Discovered in the bowels of the Minnesota Historical Society, a grainy photograph using the quaint digital technology of the era, shows one of the last duck hunters and his prey -- a mallard. Historians and naturalists believe this may have been a staged photo but was likely one of the last wild ducks ever taken in the state.

Notes on the back of the image give clues as to the location of the final hunt. It was a wetland in the western part of Minnesota, 10 miles northwest of Morris. The property there is now home to the sprawling NASA production plant where corn and the last-known gallons of clean ground water are combined to make rocket fuel.

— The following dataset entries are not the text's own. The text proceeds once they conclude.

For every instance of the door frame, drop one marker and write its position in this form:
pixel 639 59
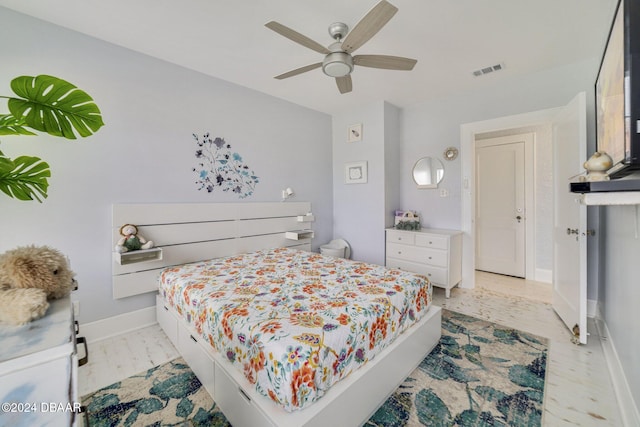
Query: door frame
pixel 527 138
pixel 468 132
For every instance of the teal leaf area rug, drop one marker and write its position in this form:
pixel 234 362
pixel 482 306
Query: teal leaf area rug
pixel 480 374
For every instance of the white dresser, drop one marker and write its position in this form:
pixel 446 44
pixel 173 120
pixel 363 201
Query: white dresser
pixel 435 253
pixel 38 370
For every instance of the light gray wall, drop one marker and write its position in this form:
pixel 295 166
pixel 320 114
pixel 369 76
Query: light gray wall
pixel 145 152
pixel 429 128
pixel 358 209
pixel 620 288
pixel 363 211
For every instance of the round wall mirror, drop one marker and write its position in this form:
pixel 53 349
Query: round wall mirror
pixel 428 172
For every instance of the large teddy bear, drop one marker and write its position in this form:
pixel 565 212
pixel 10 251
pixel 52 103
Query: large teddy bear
pixel 29 277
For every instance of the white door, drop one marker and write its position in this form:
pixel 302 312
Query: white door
pixel 570 218
pixel 500 205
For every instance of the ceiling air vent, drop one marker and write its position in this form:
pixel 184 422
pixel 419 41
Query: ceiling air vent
pixel 487 70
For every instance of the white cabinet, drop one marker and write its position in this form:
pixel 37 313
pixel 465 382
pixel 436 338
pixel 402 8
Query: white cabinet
pixel 435 253
pixel 197 353
pixel 39 369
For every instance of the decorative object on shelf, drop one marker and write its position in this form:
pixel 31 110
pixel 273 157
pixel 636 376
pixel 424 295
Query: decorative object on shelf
pixel 407 220
pixel 287 193
pixel 221 168
pixel 306 218
pixel 46 104
pixel 355 173
pixel 142 255
pixel 428 172
pixel 299 234
pixel 597 166
pixel 29 277
pixel 451 153
pixel 131 240
pixel 355 133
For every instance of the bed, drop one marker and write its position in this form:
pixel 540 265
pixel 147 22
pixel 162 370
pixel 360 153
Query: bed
pixel 295 322
pixel 311 357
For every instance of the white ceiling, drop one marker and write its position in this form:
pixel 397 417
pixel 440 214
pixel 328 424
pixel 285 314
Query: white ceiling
pixel 449 38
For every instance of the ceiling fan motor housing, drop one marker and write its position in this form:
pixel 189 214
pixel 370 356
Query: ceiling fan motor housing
pixel 337 64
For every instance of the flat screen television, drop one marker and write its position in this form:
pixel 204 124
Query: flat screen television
pixel 617 91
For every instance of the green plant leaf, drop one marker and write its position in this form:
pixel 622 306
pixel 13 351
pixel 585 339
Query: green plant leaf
pixel 9 125
pixel 54 106
pixel 24 178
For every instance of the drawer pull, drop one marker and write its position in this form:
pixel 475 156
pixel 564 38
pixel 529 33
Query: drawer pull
pixel 244 395
pixel 83 360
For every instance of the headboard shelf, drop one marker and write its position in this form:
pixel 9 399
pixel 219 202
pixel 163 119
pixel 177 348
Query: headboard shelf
pixel 191 232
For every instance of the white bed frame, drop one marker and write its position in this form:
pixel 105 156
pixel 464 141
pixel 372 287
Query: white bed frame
pixel 350 402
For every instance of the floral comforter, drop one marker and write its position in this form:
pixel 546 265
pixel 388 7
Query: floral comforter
pixel 295 322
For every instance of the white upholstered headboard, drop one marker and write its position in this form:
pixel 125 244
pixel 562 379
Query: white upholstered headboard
pixel 189 232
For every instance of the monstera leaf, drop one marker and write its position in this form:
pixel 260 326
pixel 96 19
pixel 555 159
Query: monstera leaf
pixel 47 104
pixel 9 125
pixel 24 178
pixel 54 106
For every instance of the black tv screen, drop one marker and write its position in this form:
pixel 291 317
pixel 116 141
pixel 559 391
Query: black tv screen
pixel 617 93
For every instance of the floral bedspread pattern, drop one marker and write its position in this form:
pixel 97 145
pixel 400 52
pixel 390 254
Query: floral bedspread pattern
pixel 295 322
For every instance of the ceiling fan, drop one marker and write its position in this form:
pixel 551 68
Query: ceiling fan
pixel 338 61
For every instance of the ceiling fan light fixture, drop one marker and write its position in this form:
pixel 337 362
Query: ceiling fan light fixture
pixel 337 64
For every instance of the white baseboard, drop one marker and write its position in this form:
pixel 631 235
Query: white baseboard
pixel 626 404
pixel 116 325
pixel 544 276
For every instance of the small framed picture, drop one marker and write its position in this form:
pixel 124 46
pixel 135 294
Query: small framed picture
pixel 355 173
pixel 355 133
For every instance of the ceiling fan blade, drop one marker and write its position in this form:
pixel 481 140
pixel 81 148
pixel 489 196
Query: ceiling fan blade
pixel 296 37
pixel 368 26
pixel 344 84
pixel 299 71
pixel 385 61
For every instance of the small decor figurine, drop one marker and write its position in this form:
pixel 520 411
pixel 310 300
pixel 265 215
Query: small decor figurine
pixel 597 167
pixel 29 277
pixel 407 220
pixel 131 240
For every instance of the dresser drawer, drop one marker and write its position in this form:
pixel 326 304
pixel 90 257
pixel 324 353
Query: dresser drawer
pixel 197 358
pixel 436 275
pixel 400 237
pixel 434 257
pixel 432 241
pixel 235 403
pixel 167 320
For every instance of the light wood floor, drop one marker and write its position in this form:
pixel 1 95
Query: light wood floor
pixel 578 390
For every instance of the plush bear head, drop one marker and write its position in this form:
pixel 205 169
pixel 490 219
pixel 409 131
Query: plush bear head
pixel 29 276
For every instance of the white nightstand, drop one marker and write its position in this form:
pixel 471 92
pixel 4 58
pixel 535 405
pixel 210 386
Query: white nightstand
pixel 435 253
pixel 39 370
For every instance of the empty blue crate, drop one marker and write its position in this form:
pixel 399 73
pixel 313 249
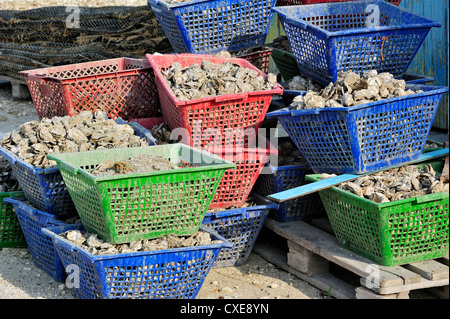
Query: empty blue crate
pixel 176 273
pixel 277 179
pixel 41 247
pixel 240 226
pixel 332 37
pixel 210 26
pixel 363 138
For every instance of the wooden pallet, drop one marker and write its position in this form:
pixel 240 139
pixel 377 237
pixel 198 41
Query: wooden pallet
pixel 309 253
pixel 19 87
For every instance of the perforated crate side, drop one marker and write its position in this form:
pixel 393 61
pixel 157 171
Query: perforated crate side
pixel 165 274
pixel 236 184
pixel 283 178
pixel 340 40
pixel 45 189
pixel 11 234
pixel 364 138
pixel 389 234
pixel 241 229
pixel 207 27
pixel 40 245
pixel 121 87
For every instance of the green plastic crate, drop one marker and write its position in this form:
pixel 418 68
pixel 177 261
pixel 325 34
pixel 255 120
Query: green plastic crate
pixel 11 234
pixel 125 208
pixel 393 233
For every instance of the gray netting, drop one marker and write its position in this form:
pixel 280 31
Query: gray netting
pixel 40 38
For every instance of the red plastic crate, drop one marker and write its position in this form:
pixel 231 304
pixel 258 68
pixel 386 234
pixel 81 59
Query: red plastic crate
pixel 236 184
pixel 259 58
pixel 225 115
pixel 121 87
pixel 298 2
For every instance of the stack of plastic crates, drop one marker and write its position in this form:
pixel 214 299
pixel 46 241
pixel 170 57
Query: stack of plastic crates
pixel 241 226
pixel 331 37
pixel 137 206
pixel 235 118
pixel 44 188
pixel 11 235
pixel 41 247
pixel 121 87
pixel 176 273
pixel 393 233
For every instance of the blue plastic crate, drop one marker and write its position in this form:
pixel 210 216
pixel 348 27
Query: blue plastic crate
pixel 163 274
pixel 241 226
pixel 366 137
pixel 276 179
pixel 41 247
pixel 210 26
pixel 332 37
pixel 45 188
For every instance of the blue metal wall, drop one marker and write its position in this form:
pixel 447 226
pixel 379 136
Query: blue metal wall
pixel 432 58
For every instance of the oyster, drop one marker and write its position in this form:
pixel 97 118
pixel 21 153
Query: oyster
pixel 86 131
pixel 97 246
pixel 210 79
pixel 8 182
pixel 397 183
pixel 136 164
pixel 351 89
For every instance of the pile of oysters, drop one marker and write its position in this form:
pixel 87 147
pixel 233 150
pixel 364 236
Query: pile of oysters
pixel 86 131
pixel 351 89
pixel 8 182
pixel 396 184
pixel 97 246
pixel 211 79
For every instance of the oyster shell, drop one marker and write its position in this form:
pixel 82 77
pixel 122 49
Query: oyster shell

DNR historians who have studied the photograph noted the rubber waders the hunter was wearing and deduce the photo must have been taken during the second decade of the 21st century, a few years before Dupont introduced their spray-on boots marketed as NoLeakia. Hunters of that era, as clearly evidenced in the picture, made crude attempts to hide from their prey by dressing in camouflage clothing. This places the date of the photo near 2015, a year before Apple Computer introduced iInvisible.

The Minnesota DNR, now known as the SSR (Silent Sports Resources), said the hunter in the photograph was likely one of seven who bought waterfowl licenses in 2015. They encourage readers interested in mallard ducks to visit the Minnesota Zoo.